(In which I get excited, then feel dumb about math)
Today I was thinking about softmax again. This time, I was wondering what would happen if you scaled-up one of its terms. How would the other terms go down? Specifically, I was wondering what would happen to the other terms if you averaged the max term with $1$.
Let’s start here.
\[\text{softmax}(z)_i = \frac{e^{z_i}}{\sum_{j=1}^{N} e^{z_j}}\]Now, let’s assume we scale up the $z_1$ case.
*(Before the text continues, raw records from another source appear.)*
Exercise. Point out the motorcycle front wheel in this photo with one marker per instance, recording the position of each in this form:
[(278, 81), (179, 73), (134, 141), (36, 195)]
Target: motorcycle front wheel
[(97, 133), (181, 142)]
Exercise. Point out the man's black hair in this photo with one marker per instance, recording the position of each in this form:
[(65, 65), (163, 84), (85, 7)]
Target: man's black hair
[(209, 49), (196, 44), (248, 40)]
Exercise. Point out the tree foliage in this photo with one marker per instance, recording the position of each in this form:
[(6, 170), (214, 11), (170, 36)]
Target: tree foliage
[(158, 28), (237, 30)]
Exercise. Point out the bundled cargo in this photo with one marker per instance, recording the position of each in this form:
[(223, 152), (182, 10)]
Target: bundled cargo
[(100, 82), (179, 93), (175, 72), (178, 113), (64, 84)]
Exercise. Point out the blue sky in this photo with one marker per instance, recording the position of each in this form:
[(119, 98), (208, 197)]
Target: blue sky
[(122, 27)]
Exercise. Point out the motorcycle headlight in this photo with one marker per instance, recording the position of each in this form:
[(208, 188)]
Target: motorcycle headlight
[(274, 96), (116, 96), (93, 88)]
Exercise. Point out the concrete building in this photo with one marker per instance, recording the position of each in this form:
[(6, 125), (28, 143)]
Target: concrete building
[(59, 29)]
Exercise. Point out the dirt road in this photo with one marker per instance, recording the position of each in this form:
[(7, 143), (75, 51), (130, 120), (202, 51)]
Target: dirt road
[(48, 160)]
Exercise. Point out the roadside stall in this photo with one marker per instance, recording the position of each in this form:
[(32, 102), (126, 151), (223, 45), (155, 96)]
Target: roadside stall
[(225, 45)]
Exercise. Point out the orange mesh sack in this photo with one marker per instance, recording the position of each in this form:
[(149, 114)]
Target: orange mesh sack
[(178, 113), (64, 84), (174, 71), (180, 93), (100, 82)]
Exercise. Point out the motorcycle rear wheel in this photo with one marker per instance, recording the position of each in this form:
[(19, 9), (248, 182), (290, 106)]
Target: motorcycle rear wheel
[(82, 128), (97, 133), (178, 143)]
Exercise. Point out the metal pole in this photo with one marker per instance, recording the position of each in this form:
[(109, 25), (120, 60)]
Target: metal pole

\[\text{softmax}(z)_1 = \frac{e^{z_1 + c}}{e^{z_1+c}+\sum_{j=2}^{N} e^{z_j}}\]That denominator is just pulling out the $e^{z_1}$ term and scaling it.
That’s just:
\[\text{softmax}(z)_1 = \frac{e^ce^{z_1}}{e^ce^{z_1}+\sum_{j=2}^{N} e^{z_j}}\]Ok, now let’s do a little bit of rewriting.
Let,
\[\begin{aligned} A &= e^{z_1} \\ B &= \sum_{j=2}^{N} e^{z_j} \\ C &= e^c \\ p &= \text{softmax(.) before scaling} \\ q &= \text{softmax(.) after scaling} \\ \end{aligned}\]Then we rewrite the above as
\[\begin{aligned} \text{softmax}(z)_1 &= \frac{e^ce^{z_1}}{e^ce^{z_1}+\sum_{j=2}^{N} e^{z_j}} \\ &= \frac{CA}{CA + B} \\ &= q \end{aligned}\]Now, let’s solve for $C$.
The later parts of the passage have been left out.